Mañana comienza el juicio por el derrumbe de una fachada de Bustos Tavera (Sevilla) donde murió una joven

SEVILLA, 23 (EUROPA PRESS)

El juzgado de lo Penal número 2 de Sevilla celebrará mañana el juicio por el derrumbe de una fachada de la calle Bustos Tavera, el 6 de abril de 1999, en el que murió una joven de 24 años estudiante del Conservatorio de Música.

En la vista, que comenzará a las 10,00 horas en una sala habilitada en la segunda planta de la Audiencia Provincial de Sevilla, el fiscal reclamará un año de prisión para dos arquitectas y para el aparejador procesados, mientras que la acusación, además de solicitar dos años de cárcel para estos tres procesados, también pedirá la misma pena para el administrador único de la comunidad de bienes del inmueble, el único para quien el fiscal pide el sobreseimiento.

El fiscal en su escrito de acusación provisional, consultado por Europa Press, solicita por tanto un año de prisión por un delito de homicidio imprudente para las arquitectas y el ingeniero técnico procesados por el derrumbe, además de la inhabilitación para el ejercicio de su profesión por cinco años ya que el presunto homicidio se cometió por imprudencia profesional.

La Fiscalía alude a la "falta de previsión y cautela" de los técnicos consignados en relación con la fachada que se derrumbó, es decir, las arquitectas encargadas de la rehabilitación --María de la O S.I. y Mercedes D.F., ambas de ahora 46 años-- y el aparejador y director facultativo de las obras --Jorge G.M., de 36 años--.

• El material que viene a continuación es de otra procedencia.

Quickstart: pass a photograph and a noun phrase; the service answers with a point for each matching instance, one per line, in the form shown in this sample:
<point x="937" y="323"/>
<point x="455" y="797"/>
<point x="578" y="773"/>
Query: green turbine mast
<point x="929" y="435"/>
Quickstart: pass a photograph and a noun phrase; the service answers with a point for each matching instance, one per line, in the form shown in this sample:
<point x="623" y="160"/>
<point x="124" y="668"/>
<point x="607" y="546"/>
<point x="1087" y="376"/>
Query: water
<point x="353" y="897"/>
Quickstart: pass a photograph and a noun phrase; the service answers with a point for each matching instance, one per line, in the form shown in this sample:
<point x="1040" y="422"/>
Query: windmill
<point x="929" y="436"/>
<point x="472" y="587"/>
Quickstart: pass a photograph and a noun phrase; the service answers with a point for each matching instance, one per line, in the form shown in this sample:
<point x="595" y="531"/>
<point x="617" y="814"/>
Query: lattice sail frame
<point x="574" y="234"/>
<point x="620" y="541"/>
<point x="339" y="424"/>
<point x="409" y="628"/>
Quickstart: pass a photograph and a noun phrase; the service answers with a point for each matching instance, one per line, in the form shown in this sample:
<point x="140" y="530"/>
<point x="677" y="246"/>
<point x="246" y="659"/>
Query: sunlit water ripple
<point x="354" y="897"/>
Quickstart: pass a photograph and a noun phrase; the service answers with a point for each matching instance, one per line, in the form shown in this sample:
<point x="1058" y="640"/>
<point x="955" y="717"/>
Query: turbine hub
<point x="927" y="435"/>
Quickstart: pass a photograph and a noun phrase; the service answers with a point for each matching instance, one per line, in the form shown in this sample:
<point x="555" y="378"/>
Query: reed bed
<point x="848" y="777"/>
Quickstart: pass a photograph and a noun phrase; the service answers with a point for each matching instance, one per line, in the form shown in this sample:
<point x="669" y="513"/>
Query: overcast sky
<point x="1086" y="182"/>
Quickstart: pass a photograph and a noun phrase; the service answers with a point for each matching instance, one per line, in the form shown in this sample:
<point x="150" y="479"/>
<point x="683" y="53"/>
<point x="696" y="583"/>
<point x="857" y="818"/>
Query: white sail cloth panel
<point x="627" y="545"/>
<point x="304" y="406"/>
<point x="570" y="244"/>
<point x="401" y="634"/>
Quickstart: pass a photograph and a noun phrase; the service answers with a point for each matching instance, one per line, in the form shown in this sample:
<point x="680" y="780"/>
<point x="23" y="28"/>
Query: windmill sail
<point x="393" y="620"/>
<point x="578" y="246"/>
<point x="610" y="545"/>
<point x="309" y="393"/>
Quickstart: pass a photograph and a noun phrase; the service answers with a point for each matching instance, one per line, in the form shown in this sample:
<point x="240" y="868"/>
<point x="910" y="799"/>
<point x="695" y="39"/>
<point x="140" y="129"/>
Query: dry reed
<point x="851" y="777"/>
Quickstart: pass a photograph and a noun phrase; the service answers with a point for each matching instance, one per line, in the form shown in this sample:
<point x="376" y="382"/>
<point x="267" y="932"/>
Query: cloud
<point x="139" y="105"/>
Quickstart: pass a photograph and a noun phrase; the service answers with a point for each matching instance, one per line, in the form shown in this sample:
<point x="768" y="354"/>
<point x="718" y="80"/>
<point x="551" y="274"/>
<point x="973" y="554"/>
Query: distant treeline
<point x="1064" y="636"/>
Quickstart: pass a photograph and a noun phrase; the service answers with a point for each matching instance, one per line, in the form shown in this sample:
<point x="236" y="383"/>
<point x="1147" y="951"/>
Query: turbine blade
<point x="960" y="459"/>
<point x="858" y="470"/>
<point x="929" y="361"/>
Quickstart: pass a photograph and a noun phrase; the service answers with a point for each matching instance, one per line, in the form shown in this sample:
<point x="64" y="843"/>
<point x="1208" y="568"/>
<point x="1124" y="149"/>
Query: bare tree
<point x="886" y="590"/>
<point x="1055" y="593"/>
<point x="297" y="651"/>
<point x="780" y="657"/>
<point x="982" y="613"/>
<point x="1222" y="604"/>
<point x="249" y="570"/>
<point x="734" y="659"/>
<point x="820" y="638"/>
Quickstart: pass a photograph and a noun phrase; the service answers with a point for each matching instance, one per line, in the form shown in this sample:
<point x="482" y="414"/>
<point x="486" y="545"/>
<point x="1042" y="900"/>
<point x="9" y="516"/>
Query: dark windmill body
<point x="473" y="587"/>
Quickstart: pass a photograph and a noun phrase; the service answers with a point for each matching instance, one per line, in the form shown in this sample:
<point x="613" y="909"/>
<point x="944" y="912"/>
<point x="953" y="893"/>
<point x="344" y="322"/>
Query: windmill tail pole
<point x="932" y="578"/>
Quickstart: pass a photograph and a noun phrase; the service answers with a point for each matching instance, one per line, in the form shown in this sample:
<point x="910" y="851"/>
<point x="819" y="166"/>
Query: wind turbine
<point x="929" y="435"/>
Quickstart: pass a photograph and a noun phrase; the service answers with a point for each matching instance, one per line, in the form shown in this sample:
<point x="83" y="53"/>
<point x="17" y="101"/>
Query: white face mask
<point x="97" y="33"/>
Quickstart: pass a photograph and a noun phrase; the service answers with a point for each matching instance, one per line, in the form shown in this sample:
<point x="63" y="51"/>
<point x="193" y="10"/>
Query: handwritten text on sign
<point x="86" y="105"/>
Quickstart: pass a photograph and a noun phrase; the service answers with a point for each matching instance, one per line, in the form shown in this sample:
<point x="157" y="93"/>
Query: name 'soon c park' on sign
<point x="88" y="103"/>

El fiscal interesó la apertura de juicio oral por homicidio imprudente contra los acusados recordando que las citadas arquitectas y el administrador único de la comunidad de bienes del inmueble, José Luis C.R., para quien el fiscal pide el sobreseimiento provisional por no haberse acreditado su participación causal en este delito, eran los socios únicos de 'Doña Elvira S.A.', promotora de las obras.

Según estima el Ministerio Fiscal, esta entidad y sus componentes, como responsables civiles subsidiarios, así como los inculpados y sus aseguradoras, deberán abonar un total de 120.202,42 euros que pide como indemnización para los padres de la víctima.

"GRAVE DETERIORO" DEL INMUEBLE

El Ministerio Público señala que, como antecedente del estado del inmueble, "es necesario destacar el grave deterioro del mismo", de tal forma que la Gerencia de Urbanismo lo declaró en ruina en noviembre de 1997. Las arquitectas informaron, según recuerda el fiscal, que el único elemento estable era la fachada salvo que se produjera la caída de una de las tres crujías.

Aquel mes se solicitó la licencia de obras en relación al proyecto básico de rehabilitación elaborado por las arquitectas, recalcando el fiscal que el edificio era originariamente una construcción del siglo XVIII y tenía un nivel de protección 'C' que obligaba a conservar la fachada del mismo, además de otros elementos arquitectónicos. En octubre de 1998 comenzaron las obras y "no se tuvo en cuenta por parte de los técnicos encartados las deficiencias del muro que constituía la fachada".